Post pobrano z: Front-End Challenges
My favorite way to level up as a front-end developer is to do the work. Literally just build websites. If you can do it for money, great, you should. If the websites you make can help yourself or anyone else you care about, then that’s also great. In lieu of that, you can also make things simply for the sake of making them, and you’ll still level up. It’s certainly better than just reading about things!
Here’s some resources that encourage you to level up by building things for the sake of leveling up, if you’re up to it.
It looks like this recently launched, and it’s what inspired this post. This idea of giving people front-end work to do is enough to build a business around! Some of them are free, and some of them are not.

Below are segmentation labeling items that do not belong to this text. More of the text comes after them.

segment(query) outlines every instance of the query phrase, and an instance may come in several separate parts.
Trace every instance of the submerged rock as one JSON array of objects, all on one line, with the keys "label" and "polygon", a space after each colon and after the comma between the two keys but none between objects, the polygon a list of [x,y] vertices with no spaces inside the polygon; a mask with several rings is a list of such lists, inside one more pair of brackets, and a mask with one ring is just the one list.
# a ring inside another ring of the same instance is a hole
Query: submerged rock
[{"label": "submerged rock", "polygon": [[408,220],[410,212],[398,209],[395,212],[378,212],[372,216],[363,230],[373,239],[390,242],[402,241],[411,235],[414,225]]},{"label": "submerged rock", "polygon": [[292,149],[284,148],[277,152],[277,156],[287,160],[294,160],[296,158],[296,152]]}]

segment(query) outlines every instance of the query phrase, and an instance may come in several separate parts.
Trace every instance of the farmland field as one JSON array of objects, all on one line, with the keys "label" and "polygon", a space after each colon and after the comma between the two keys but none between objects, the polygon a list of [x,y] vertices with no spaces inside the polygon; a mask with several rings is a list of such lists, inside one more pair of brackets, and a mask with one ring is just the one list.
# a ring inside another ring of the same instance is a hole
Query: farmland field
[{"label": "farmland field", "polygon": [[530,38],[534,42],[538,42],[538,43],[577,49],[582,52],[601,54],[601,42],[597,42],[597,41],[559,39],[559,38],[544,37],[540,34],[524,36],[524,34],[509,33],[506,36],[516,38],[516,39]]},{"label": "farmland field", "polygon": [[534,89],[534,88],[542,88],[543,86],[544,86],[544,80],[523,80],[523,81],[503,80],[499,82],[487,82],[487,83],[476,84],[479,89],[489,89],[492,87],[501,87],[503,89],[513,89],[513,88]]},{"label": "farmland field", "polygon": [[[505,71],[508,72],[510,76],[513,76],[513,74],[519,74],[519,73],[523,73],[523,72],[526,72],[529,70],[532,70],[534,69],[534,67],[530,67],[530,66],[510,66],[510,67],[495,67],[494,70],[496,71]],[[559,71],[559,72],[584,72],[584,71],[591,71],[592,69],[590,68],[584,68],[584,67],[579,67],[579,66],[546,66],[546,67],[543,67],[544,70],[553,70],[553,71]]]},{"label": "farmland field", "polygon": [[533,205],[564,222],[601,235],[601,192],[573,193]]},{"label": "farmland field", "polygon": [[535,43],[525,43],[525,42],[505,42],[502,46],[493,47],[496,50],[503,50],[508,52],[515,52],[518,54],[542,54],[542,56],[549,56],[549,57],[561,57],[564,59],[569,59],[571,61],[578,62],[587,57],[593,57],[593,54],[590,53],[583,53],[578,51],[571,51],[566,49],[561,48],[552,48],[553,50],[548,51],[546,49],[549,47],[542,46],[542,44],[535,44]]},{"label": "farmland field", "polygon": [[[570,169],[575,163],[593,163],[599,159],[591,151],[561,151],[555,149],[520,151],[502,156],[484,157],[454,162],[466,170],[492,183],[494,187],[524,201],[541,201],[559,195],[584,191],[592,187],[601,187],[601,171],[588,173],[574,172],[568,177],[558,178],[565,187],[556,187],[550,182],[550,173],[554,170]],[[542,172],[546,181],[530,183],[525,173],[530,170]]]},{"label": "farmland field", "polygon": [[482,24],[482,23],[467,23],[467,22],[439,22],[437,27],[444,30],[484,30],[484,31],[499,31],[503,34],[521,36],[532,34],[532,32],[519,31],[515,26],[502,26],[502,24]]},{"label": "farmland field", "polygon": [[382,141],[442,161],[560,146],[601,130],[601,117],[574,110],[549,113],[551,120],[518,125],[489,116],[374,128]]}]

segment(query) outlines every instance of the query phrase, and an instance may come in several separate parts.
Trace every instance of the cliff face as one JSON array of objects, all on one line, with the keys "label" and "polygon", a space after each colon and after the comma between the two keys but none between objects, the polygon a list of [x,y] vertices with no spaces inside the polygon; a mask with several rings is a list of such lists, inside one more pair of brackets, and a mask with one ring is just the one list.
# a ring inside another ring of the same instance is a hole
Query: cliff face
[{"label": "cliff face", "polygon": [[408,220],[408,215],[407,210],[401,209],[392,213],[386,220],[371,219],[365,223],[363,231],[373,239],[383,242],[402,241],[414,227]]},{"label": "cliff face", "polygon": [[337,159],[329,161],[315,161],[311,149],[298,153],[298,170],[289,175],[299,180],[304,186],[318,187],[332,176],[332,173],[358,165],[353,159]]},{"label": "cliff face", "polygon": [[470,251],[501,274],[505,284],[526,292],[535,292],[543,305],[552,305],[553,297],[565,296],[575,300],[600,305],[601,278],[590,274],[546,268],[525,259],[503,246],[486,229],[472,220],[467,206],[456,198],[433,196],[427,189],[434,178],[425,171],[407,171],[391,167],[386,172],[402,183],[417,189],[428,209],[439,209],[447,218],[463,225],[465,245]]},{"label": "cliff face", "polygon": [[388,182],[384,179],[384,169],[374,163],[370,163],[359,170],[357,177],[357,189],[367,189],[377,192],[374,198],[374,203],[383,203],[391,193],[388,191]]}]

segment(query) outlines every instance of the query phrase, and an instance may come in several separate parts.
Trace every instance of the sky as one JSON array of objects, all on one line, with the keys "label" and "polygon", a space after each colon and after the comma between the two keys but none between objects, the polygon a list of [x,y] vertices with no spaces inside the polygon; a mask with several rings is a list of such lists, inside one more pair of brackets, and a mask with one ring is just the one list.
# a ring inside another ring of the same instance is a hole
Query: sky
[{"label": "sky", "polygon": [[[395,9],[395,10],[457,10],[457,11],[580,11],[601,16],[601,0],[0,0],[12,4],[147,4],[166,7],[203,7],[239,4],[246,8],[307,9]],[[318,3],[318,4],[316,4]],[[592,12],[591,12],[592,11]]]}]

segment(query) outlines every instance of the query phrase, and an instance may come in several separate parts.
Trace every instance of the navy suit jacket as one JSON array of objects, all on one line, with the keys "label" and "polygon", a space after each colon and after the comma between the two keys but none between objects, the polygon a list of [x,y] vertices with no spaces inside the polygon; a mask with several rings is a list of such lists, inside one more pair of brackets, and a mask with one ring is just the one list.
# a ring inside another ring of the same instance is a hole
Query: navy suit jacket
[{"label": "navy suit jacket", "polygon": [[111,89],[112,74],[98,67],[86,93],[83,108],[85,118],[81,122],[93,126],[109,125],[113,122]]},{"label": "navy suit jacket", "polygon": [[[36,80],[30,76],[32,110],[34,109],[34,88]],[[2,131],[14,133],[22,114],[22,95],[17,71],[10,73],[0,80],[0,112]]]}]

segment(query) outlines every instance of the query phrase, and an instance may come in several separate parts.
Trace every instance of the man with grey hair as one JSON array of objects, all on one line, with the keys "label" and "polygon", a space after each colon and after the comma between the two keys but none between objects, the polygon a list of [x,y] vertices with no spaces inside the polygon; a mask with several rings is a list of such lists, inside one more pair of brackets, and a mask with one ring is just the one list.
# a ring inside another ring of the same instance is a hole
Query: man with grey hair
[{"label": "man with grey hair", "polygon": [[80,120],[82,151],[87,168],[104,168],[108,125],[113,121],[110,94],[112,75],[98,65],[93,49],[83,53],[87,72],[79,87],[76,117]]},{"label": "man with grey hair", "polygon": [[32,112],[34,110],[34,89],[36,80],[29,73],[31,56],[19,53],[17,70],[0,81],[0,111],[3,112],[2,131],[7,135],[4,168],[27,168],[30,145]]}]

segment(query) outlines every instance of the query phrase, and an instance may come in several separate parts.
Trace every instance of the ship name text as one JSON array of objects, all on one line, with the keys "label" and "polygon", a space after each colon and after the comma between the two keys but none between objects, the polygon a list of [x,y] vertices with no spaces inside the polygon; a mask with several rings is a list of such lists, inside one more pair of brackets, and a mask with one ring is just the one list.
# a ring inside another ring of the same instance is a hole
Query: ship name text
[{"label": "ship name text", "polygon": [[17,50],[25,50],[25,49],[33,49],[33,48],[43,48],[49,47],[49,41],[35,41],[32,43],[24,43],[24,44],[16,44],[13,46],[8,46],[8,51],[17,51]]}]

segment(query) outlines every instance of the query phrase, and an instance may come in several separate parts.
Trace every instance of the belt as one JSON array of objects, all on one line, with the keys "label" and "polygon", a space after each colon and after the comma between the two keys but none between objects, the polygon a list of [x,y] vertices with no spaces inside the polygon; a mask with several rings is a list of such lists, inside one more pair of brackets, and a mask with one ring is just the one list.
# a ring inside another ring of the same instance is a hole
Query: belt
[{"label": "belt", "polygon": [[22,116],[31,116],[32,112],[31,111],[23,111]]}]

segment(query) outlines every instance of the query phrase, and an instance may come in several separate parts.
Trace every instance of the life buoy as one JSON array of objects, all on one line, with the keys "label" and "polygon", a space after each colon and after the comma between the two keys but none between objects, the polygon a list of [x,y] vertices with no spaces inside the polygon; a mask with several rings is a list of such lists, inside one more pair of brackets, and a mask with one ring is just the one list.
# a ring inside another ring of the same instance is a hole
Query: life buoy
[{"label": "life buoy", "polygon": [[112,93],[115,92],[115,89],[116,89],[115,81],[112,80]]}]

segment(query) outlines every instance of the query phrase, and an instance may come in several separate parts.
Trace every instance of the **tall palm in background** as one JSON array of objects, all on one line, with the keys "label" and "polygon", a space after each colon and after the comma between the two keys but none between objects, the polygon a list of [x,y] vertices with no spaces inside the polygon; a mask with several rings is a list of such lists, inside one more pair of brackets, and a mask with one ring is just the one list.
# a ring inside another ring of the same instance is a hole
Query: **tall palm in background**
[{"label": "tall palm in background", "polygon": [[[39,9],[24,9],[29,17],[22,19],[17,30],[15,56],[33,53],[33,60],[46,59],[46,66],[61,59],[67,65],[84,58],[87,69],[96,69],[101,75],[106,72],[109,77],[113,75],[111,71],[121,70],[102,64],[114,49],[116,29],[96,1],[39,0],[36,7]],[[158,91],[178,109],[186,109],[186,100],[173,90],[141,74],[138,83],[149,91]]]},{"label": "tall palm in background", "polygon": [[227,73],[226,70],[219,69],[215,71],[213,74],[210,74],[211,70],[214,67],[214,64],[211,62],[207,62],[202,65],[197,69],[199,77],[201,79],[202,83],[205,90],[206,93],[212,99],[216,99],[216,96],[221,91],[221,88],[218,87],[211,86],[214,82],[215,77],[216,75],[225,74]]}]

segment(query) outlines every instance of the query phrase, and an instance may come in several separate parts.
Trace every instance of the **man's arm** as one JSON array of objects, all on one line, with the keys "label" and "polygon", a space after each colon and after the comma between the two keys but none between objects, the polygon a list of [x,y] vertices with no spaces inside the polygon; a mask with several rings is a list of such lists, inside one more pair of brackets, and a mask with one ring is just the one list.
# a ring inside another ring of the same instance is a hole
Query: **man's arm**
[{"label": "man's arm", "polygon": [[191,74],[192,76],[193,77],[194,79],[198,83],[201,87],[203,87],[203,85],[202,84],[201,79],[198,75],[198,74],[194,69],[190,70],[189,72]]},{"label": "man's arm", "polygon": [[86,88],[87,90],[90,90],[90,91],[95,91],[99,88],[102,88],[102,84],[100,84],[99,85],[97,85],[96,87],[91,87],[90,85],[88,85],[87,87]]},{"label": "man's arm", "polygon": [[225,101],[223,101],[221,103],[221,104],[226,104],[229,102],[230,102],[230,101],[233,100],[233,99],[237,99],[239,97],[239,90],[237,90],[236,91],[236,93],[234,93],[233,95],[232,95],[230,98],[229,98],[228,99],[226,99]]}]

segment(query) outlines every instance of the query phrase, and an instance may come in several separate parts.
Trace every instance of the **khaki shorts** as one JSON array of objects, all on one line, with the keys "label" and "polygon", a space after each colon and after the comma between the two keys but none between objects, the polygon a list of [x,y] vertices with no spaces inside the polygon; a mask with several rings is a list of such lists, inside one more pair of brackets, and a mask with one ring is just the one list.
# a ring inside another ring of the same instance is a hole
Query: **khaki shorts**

Other businesses have centered themselves around this too. HackerRank is all about getting jobs and hiring, so they’ve got a very strong agenda, but part of the way they do that is putting you through these skill tests (solving challenges) which are meant to asses you, but you can certainly learn from them too.
Coderbyte has paid plans too, and they’re designed to leveling up your job interviewing skills with challenges.
Classic situation: sometimes the site is the product and you’re the customer, and sometimes hiring companies are the customer and you’re the product.
Here’s the classic move: find something you like on Dribbble, rebuild it. The @keyframers often do it. Tim Evko’s Practice site used to pick a shot for you (along with random GitHub issues and random coding challenges), but the Dribbble part appears broken at the moment. The other stuff still works!
Andy Bell did a Front-End Challenges Club for a while, and while I think it’s on break, you can view the archives.
CodePen Challenges run every week are are a prompt (along with ideas and resources) for building whatever you like. Low key.
Frontloops charges $19 for 30 challenges, which includes information, advice, assets, and a solution.
I just happened to notice that the first challenge is a drop down navigation menu, and it doesn’t handle things like
aria-expanded. I’m not entirely sure how big of a problem that is and I don’t mean to pick on Ace Front End — it’s just a reminder that there could be problems with any of these challenges. But that doesn’t mean you can’t learn something from them.
Codier has public challenges that include solutions posted by other users.
Cassidy’s weekly newsletter includes a challenge in every issue.
Rina Diane Caballar quoting Tim Carry in Extending the Limits of CSS:
Carry’s advice is to start with a real-world object—the interface of a gaming console or a calculator, for example—and to try to recreate it using only CSS. “A great way to push the boundaries with a language is to make something that the language wasn’t meant to be doing in the first place,” he says.